Multi-Task Learning of Active Fault-Tolerant Controller for Leg Failures in Quadruped robots

TL;DR

This work tackles the problem of maintaining quadruped locomotion under leg faults, including electrical power loss and joint locking. It introduces a hierarchical multi-task reinforcement learning controller with a shared front policy and task-specific low-level policies for health, power-loss, and locking states, aided by a fault discriminator and a reflection initialization technique. Training combines two stages with parallel environments, domain randomization, and a tailored reward curriculum to produce diverse, transferable gaits, achieving zero-shot Sim2Real transfer on the SOLO8 platform. Results show enhanced fault survivability, preserved planar mobility and velocity tracking, and successful real-world deployment, advancing proactive fault-tolerant control for outdoor quadrupeds.

Abstract

Electric quadruped robots used in outdoor exploration are susceptible to leg-related electrical or mechanical failures. Unexpected joint power loss and joint locking can immediately pose a falling threat. Typically, controllers lack the capability to actively sense the condition of their own joints and take proactive actions. Maintaining the original motion patterns could lead to disastrous consequences, as the controller may produce irrational output within a short period of time, further creating the risk of serious physical injuries. This paper presents a hierarchical fault-tolerant control scheme employing a multi-task training architecture capable of actively perceiving and overcoming two types of leg joint faults.
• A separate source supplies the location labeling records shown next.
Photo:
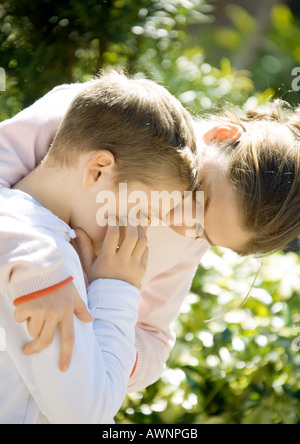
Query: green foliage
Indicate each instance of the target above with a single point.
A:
(243, 367)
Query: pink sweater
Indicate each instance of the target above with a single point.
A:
(31, 262)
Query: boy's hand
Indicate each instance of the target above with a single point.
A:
(45, 314)
(123, 256)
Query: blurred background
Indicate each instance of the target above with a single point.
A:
(244, 367)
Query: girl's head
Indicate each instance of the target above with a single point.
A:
(251, 178)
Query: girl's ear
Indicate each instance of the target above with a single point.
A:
(222, 133)
(101, 163)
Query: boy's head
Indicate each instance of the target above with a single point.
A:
(146, 129)
(124, 130)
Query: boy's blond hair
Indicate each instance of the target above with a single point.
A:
(147, 130)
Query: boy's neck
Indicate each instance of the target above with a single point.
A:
(49, 187)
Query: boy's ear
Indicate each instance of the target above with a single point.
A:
(223, 132)
(102, 162)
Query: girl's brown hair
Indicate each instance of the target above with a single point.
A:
(264, 167)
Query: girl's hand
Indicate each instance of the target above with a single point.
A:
(123, 256)
(45, 314)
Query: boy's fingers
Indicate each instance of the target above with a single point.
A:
(35, 326)
(67, 342)
(84, 248)
(112, 237)
(144, 260)
(130, 239)
(141, 244)
(80, 309)
(43, 341)
(21, 313)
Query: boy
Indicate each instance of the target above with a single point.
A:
(112, 126)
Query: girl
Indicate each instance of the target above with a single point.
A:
(250, 176)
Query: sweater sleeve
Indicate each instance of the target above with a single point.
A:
(29, 261)
(26, 138)
(94, 388)
(161, 301)
(24, 141)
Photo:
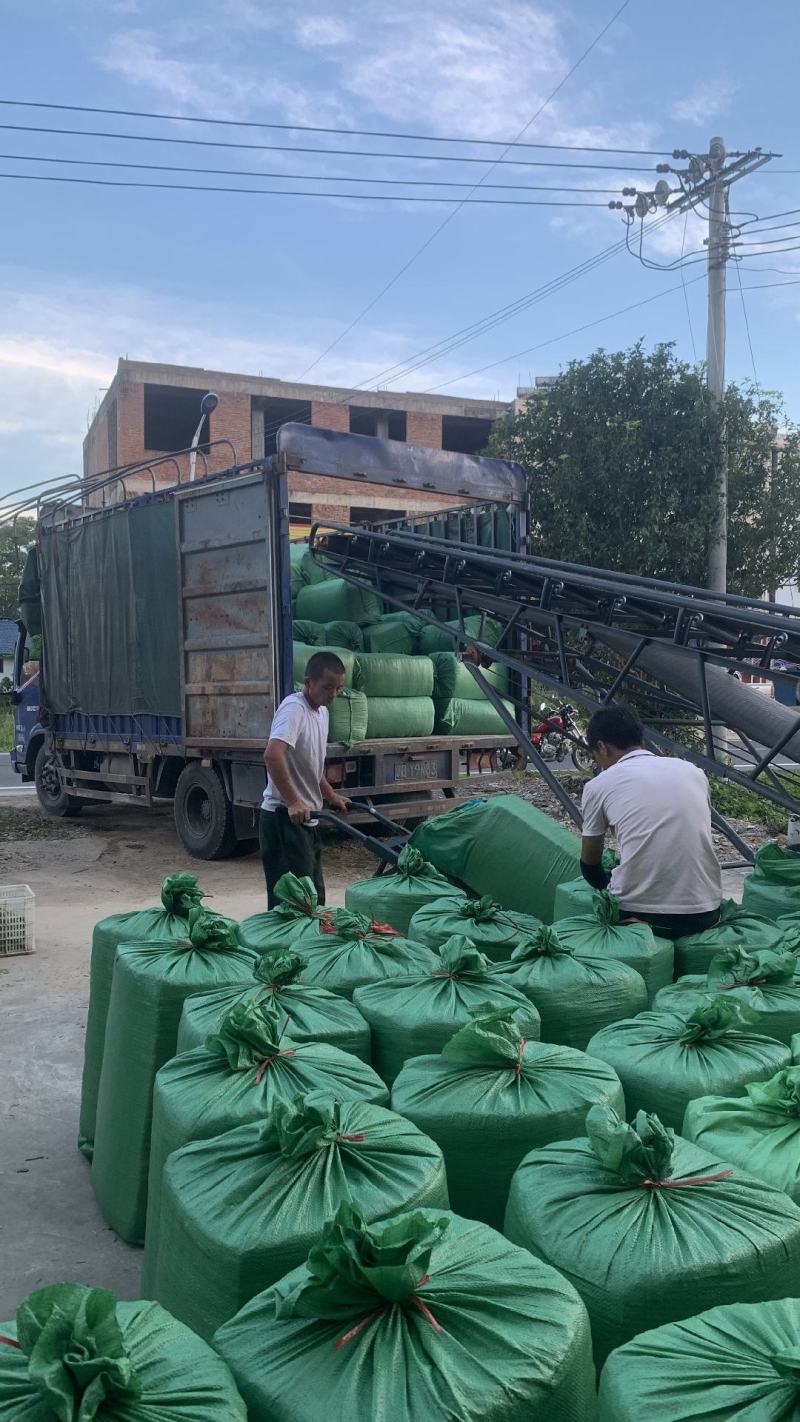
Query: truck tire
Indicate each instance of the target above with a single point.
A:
(203, 815)
(53, 799)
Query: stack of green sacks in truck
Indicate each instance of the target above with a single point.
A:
(400, 694)
(462, 708)
(240, 1210)
(422, 1317)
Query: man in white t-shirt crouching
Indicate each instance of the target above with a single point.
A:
(296, 777)
(658, 808)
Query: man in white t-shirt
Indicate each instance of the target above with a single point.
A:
(296, 777)
(660, 811)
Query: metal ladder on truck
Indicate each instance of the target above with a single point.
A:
(593, 636)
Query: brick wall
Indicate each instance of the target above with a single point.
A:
(424, 430)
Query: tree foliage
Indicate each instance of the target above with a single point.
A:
(14, 541)
(620, 458)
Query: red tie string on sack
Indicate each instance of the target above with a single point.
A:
(414, 1298)
(681, 1185)
(274, 1055)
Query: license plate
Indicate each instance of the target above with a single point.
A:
(417, 771)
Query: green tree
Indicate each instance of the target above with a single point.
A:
(621, 471)
(14, 542)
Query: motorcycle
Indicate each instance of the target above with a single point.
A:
(560, 734)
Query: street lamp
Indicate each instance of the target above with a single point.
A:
(208, 403)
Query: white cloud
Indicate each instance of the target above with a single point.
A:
(705, 101)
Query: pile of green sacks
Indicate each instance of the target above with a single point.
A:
(650, 1227)
(490, 1095)
(76, 1354)
(240, 1210)
(424, 1316)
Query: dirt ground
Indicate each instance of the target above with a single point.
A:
(107, 861)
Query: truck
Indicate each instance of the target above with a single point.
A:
(166, 639)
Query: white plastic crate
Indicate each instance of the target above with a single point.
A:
(16, 919)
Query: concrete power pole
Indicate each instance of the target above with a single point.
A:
(718, 253)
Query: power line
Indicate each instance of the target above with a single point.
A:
(296, 148)
(311, 128)
(256, 172)
(300, 192)
(436, 232)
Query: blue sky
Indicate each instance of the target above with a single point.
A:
(265, 285)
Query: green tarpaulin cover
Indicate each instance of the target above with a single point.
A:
(490, 1095)
(240, 1072)
(650, 1227)
(179, 895)
(452, 680)
(426, 1317)
(336, 600)
(664, 1060)
(483, 922)
(364, 952)
(736, 929)
(242, 1210)
(759, 1132)
(600, 934)
(394, 897)
(418, 1014)
(732, 1364)
(763, 981)
(390, 718)
(83, 1357)
(151, 983)
(573, 996)
(314, 1014)
(773, 886)
(503, 846)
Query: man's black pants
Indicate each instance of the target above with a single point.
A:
(289, 849)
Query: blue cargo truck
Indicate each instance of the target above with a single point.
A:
(166, 637)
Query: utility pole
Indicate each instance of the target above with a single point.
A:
(708, 179)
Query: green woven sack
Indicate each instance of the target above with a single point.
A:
(503, 846)
(151, 983)
(243, 1209)
(759, 1132)
(301, 654)
(650, 1227)
(426, 1317)
(773, 886)
(394, 897)
(240, 1072)
(296, 922)
(348, 718)
(665, 1060)
(458, 717)
(390, 718)
(364, 952)
(419, 1013)
(739, 1361)
(179, 895)
(574, 996)
(392, 676)
(479, 626)
(576, 897)
(493, 1094)
(736, 929)
(74, 1354)
(452, 681)
(483, 922)
(763, 981)
(600, 934)
(336, 600)
(314, 1014)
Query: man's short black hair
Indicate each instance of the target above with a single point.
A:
(321, 661)
(617, 725)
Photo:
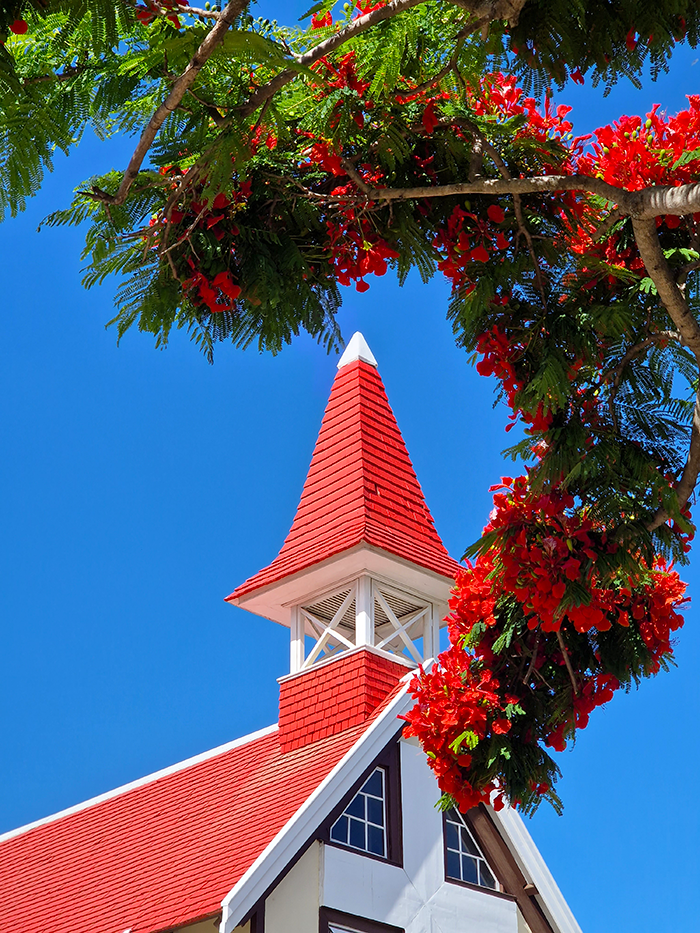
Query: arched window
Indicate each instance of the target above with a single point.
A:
(464, 860)
(362, 825)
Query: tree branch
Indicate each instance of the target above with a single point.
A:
(211, 41)
(660, 273)
(306, 59)
(567, 661)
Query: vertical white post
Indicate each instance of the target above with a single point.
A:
(431, 635)
(364, 614)
(296, 646)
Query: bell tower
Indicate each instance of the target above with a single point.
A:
(362, 573)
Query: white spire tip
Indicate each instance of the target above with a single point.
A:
(357, 349)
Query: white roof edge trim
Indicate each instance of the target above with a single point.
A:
(534, 867)
(357, 349)
(140, 782)
(273, 860)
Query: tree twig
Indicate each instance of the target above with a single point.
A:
(533, 659)
(633, 352)
(567, 661)
(306, 59)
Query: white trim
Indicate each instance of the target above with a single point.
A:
(274, 859)
(533, 866)
(397, 658)
(140, 782)
(357, 349)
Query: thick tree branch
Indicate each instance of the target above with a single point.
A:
(674, 301)
(211, 41)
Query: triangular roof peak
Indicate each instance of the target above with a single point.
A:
(361, 495)
(357, 349)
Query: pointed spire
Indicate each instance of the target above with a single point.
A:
(361, 489)
(357, 349)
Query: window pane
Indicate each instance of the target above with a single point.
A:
(356, 807)
(375, 810)
(357, 834)
(487, 879)
(469, 870)
(452, 836)
(468, 843)
(453, 866)
(363, 824)
(339, 832)
(374, 784)
(375, 840)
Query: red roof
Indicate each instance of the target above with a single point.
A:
(361, 488)
(164, 853)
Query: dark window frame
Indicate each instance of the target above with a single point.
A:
(327, 916)
(390, 761)
(500, 892)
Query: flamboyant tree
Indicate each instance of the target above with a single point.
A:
(275, 165)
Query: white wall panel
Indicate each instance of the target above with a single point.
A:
(293, 905)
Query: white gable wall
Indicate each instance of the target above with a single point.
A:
(414, 897)
(293, 905)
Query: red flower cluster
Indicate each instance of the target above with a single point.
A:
(499, 355)
(456, 709)
(543, 545)
(472, 699)
(356, 250)
(466, 239)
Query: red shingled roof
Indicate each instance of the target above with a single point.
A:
(361, 487)
(164, 853)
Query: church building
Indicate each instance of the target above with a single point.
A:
(325, 822)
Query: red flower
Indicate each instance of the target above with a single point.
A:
(501, 726)
(320, 22)
(496, 213)
(430, 119)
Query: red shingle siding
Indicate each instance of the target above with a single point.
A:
(361, 487)
(324, 701)
(163, 854)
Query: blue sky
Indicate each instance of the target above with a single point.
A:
(139, 487)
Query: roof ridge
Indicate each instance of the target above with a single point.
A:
(140, 782)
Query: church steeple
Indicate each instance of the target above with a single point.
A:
(362, 565)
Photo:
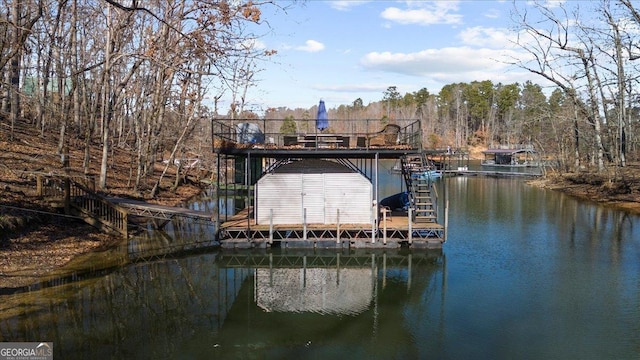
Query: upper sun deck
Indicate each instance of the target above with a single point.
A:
(285, 138)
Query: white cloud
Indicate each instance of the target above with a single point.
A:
(371, 87)
(311, 46)
(492, 14)
(487, 37)
(425, 13)
(346, 5)
(439, 61)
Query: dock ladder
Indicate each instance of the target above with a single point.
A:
(422, 193)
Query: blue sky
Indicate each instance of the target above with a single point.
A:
(343, 50)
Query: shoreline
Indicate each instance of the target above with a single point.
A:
(42, 247)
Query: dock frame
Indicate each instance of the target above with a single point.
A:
(241, 163)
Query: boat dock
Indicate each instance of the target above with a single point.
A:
(311, 192)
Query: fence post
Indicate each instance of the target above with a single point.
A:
(39, 185)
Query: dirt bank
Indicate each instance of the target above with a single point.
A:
(622, 192)
(36, 239)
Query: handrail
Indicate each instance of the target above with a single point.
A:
(97, 209)
(277, 132)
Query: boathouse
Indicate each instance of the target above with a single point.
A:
(292, 185)
(313, 191)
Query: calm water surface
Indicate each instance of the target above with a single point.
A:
(526, 273)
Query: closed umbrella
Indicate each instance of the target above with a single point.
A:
(322, 120)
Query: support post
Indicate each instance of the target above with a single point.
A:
(270, 226)
(338, 226)
(409, 214)
(304, 224)
(384, 227)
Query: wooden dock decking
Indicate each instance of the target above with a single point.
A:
(241, 231)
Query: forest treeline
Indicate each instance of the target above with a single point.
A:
(147, 77)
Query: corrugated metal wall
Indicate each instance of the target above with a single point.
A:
(322, 194)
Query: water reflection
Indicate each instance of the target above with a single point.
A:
(223, 305)
(528, 273)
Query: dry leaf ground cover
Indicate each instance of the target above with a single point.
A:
(33, 240)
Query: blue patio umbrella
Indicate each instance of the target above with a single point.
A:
(322, 120)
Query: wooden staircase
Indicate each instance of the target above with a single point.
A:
(422, 194)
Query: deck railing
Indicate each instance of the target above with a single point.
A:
(287, 132)
(92, 207)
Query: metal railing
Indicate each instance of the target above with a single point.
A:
(288, 132)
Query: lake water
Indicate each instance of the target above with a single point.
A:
(525, 273)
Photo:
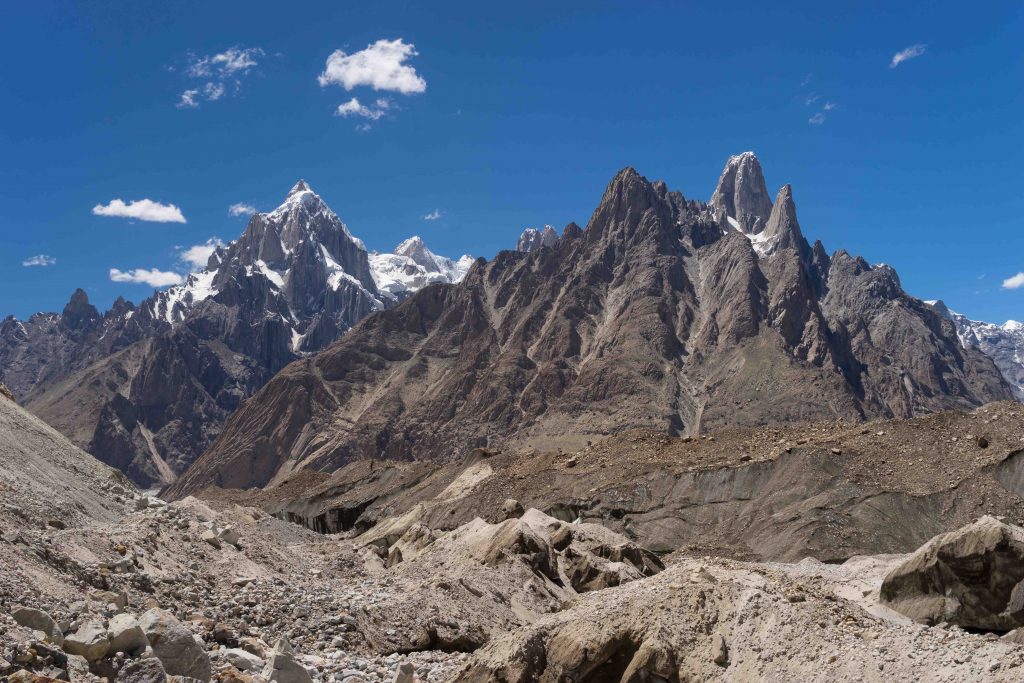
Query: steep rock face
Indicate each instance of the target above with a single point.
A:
(741, 193)
(147, 388)
(46, 477)
(49, 346)
(660, 314)
(1003, 343)
(532, 239)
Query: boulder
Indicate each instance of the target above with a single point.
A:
(126, 635)
(90, 641)
(37, 620)
(211, 537)
(142, 671)
(242, 659)
(973, 578)
(229, 535)
(406, 673)
(174, 645)
(282, 668)
(511, 508)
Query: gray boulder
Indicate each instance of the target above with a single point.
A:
(37, 620)
(126, 635)
(172, 642)
(142, 671)
(282, 668)
(90, 641)
(973, 578)
(242, 659)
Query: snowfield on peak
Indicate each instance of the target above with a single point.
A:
(1004, 343)
(413, 266)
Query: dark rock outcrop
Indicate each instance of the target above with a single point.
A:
(147, 388)
(657, 316)
(973, 578)
(532, 239)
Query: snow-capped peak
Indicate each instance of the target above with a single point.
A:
(300, 186)
(412, 266)
(1003, 343)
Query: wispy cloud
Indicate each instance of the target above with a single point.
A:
(1014, 283)
(220, 72)
(241, 209)
(187, 99)
(907, 53)
(198, 255)
(142, 210)
(231, 61)
(40, 259)
(382, 67)
(153, 278)
(373, 112)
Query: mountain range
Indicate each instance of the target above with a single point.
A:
(665, 312)
(146, 388)
(1004, 343)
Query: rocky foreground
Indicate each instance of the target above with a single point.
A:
(99, 582)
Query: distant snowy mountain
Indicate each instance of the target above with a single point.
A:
(413, 266)
(146, 388)
(1004, 343)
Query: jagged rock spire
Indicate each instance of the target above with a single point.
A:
(300, 186)
(782, 228)
(741, 194)
(79, 311)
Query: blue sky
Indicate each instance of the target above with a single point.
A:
(503, 116)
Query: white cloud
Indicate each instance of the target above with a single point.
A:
(41, 259)
(187, 100)
(373, 112)
(197, 255)
(907, 53)
(1014, 283)
(381, 67)
(229, 62)
(220, 71)
(142, 210)
(241, 209)
(213, 91)
(152, 278)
The architecture simultaneously trains three joint task policies for health, power loss, and locking scenarios in parallel, introducing a symmetric reflection initialization technique to ensure rapid and stable gait skill transformations. Experiments demonstrate that the control scheme is robust in unexpected scenarios where a single leg experiences concurrent joint faults in two joints. Furthermore, the policy retains the robot's planar mobility, enabling rough velocity tracking. Finally, zero-shot Sim2Real transfer is achieved on the real-world SOLO8 robot, countering both electrical and mechanical failures.

Figures (9)

• Figure 1: Sim2Real tasks were conducted on SOLO8 robots under different leg statuses: (Top) Health, (Mid) Limit, and (Low) Weak. 'Limit' and 'Weak' denote scenarios where locking(we simulate with larger PD) and electrical faults occur in two joints within left-front leg, respectively. Our control scheme demonstrates diverse gait skills, adapting to leg joint faults while accurately tracking human commands.
• Figure 2: Scheme of the different controller components
• Figure 3: Architectural during the first training stage. ('Limit' denotes mechanical locking, 'Weak' denotes electrical power loss). Symmetric 'Health' states were reflected into 'Limit' and 'Weak' environments. This technique fosters the gaits transfer performance.
• Figure 4: Leg status randomly transforms during the second training stage. Three example episodes are given here.
• Figure 5: Joints data from 120-steps trajectories of 6 quadruped agents. (a) and (b) show the actions and states of Hip Joint and Knee Joint within fault-leg. (c) t-SNE visualization of the robot(all 8 joints) state space.